The health concerns coincide with more use and pervasive exposure. Over the past decade glyphosate has been bundled up in the debate over genetically modified food, because many seeds from companies such as Monsanto—manufacturer of the most popular glyphosate herbicide, Roundup—are genetically engineered to withstand the herbicide. When crops such as corn and soybeans have such immunity, farmers can spray entire fields. This has spurred a vicious cycle where weeds are increasingly evolving resistance to the herbicides, leading to more and more spraying.

Why the EPA’s Recent Pesticide Battle Could Be a Big Deal

In a rare show of regulatory muscle, the Environmental Protection Agency (EPA) announced  that it planned to cancel the sale of the pesticide flubendiamide.  The battle between the U.S. government and a chemical giant revealed a fundamental flaw in the way we control pesticides — one that could be allowing thousands of unsafe chemicals to go undetected.
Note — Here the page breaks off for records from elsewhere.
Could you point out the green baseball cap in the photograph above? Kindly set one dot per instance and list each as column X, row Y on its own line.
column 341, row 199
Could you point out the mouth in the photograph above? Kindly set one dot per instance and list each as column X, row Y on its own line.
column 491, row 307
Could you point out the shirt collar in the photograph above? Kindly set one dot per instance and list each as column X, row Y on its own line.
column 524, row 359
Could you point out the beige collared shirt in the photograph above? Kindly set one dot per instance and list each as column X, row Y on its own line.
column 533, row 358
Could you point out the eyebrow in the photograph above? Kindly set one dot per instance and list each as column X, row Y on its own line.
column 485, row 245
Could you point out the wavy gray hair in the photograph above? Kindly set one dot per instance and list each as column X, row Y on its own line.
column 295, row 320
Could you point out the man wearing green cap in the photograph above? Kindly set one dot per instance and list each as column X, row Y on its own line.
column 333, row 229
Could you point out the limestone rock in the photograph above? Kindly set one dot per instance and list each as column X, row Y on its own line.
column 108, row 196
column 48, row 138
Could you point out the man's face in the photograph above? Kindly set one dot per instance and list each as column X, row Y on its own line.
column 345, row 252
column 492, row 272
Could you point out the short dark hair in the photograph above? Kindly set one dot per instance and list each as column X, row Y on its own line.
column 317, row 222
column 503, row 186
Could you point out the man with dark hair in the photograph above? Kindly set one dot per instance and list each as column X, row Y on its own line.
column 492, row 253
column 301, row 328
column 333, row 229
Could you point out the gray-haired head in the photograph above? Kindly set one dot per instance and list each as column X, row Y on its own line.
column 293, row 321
FDA to Start Testing for Glyphosate in Food

Claiming they recently streamlined methods for testing for glyphosate, the agency will start measuring glyphosate residues in some foods beginning Fiscal Year 2016. The move by the FDA follows an October 2014 GAO report that found the FDA needed to improve its methodology for testing pesticide residues in food and disclose those chemicals, including glyphosate, that it isn't looking for.

 

Pollinators

Mass. Beekeepers Abuzz at the Sting of Proposed State Plan

MDAR’s proposed “Pollinator Protection Plan” has enraged beekeepers, who say the state has ignored their plan to address the problems and underestimated the threat pesticides present to bees.

Was a USDA Scientist Muzzled Because of His Bee Research?
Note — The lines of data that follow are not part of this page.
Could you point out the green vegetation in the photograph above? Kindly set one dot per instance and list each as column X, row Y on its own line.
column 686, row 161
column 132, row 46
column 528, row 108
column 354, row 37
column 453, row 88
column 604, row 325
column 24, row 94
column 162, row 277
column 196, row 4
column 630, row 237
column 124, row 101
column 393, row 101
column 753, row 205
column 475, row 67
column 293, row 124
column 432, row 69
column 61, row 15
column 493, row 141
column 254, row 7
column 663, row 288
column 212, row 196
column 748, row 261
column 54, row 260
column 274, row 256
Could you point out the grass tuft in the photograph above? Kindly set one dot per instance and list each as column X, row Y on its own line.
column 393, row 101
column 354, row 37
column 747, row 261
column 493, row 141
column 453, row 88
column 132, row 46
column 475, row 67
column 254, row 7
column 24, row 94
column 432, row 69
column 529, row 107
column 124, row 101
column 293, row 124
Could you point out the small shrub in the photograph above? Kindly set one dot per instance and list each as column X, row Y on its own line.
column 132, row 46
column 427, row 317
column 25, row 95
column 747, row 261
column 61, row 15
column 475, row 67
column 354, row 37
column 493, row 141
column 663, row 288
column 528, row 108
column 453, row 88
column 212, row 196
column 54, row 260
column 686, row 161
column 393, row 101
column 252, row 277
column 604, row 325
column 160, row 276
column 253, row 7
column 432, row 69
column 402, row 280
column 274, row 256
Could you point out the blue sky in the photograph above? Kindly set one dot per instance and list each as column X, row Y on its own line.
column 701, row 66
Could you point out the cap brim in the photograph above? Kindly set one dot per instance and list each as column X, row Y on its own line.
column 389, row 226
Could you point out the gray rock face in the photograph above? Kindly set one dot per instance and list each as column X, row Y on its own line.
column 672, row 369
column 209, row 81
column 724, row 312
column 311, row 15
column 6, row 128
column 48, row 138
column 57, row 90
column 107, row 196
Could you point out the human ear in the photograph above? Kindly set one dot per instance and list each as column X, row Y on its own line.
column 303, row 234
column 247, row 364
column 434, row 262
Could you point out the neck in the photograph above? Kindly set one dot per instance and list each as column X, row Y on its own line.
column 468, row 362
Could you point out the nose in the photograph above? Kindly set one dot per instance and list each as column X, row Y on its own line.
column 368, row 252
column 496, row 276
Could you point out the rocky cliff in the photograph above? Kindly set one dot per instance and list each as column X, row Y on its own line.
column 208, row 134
In October, Jonathan Lundgren filed a whistleblower suit alleging that he was disciplined to suppress his science. The government says the suspensions had nothing to do with his research. Today, he is the most outspoken of several scientists who say they feel muzzled by the government.

57 Different Pesticides Found in Poisoned Honeybees

A new method to detect a wide range of pesticides could help save bee populations. (maybe we could just think about why we need to apply 57 different pesticides during blooming season)

 

Urban Farming

Most Urban Farmers Aren't Making a Living

In a survey of 370 self-identified urban farms in the U.S., researchers found that about two-thirds had a social mission that went beyond food production and profit.  They also found that, regardless of their mission, roughly two-thirds of urban farmers say they’re failing to make a living, reporting sales below $10,000 per year.

 

Water/Food Safety

Should We Be Watering California’s Crops With Oil Field Wastewater?

After years of drought, farms are desperate for water. But a new report recommends taking a closer look at water that's being repurposed from oil fields. Whether it’s possible for plants to take up harmful chemicals from irrigation water has not yet been studied by scientists. Current monitoring efforts are insufficient to understand the risks to human and animal health.